Whiteout, Visibility Zero: Life as a Lighting Design Hero
Confession time, folks. I am a huge nerd.
Like HUGE nerd. I love math and science (except geometry and biology because fuck those guys). I fell in love with physics my senior year of high school but not hard enough to give up on performing. It was The Notebook. James Marsden building strobe circuits from scratch and Ryan Gosling creating life from words on a page. We all know how that ends (if not…spoiler alert…my bad, y’all).
I haven’t taken math or science since high school (I miss you honors physics and AP calculus) but I did discover lighting design. Working with electronics, problem solving, programming, taking things apart and putting them back together, bringing an artistic vision to life onstage. Bet.
An amazing teacher (the incomparable George Epting to whom I will be forever grateful) noticed my passion and took me under his wing. Prof. Epting is detailed, firm, disciplined, exacting and an absolutely brilliant designer. he’s kind and fair and I couldn’t have asked for a better mentor (though he definitely could’ve gotten a better student. 20/20 hindsight, man. Sorry, Epting…). He forced me to focus and he made sure I was good. No like really good. Like design a show on the fly using only six lights and running the show while still being in it good.
I rescued a production of Cinderella I was in when the lighting designer left us acting in the dark on opening night (seriously you had one job, dude). That got me designing three more shows for that theatre. I was the go-to designer in undergrad for student productions and one mainstage show (could’ve/should’ve done more. Hindsight. Ugh). But despite all this, I never thought I knew enough, that I was enough, until I got a specific professional gig.

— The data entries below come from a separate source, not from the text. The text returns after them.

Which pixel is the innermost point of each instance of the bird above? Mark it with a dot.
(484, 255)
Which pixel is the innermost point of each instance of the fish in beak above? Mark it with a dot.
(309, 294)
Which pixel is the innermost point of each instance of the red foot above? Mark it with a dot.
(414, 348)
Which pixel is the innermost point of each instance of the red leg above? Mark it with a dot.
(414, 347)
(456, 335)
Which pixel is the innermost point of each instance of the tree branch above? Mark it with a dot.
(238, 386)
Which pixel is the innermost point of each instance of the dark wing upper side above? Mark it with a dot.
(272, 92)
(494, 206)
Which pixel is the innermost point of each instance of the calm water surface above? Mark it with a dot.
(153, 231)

I got a call from Reggie Ray (another amazing Howard professor, may he rest in peace). Je’Caryous Johnson’s touring show, Love Overboard, was playing at the Warner Theatre in Washington, DC and they needed help with lighting the show. Amazing opportunity, I wasn’t doing anything. I was down.

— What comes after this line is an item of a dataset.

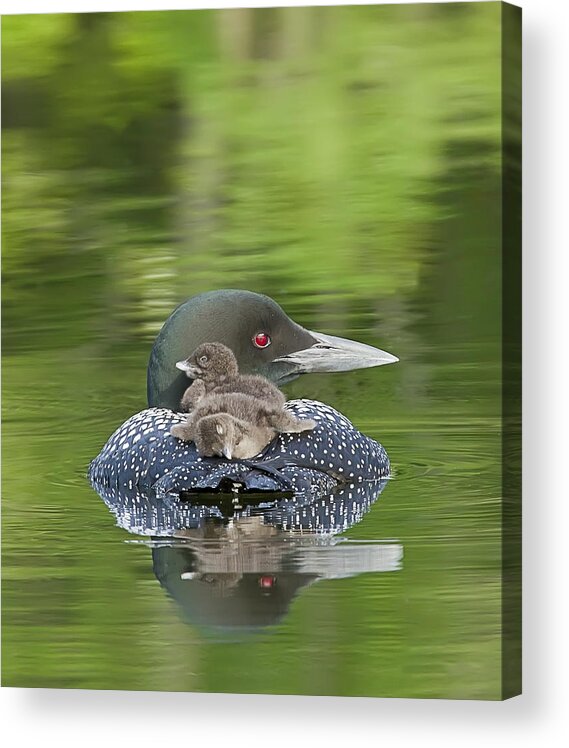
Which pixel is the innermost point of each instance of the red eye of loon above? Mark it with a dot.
(261, 340)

I show up and of course there’s a union house electrician. In my mind, he’s more knowledgeable and more experienced than I am. I figured I’d step back and assist him however he needed. Foolish. Take a 750 watt white light, shine it on a white wall, and stare at it for two hours and you have his design method. Picture that for a moment and be blinded. I let that fly for about ten minutes (way too long but I always hope for the best in people).
I asked him to add in more colors to save the audience’s retinas (added bonus, this was happening during a show with a paying audience). In true IDGAF fashion he started turning lights on at full so the colors appeared out of nowhere. That settled it. He clearly wasn’t on my problem solving or critical thinking level. That was the last thing I asked him to do. I took over and created a magical, nuanced, beautiful lighting concept (on the fly) worthy of a film set. The production team loved it. They invited me on the road with them (I probably should’ve said yes. Stellar judgement, guys, stellar). No more blinding lights and all of it happened without the audience noticing.
Of course he ruined it all the day I couldn’t be there. Of course. But I learned that when I know my shit I need to stand up for myself. And when people show you they have zero common sense do not let them hold up progress.
Do you have any skills you doubt? What could help you be more confident?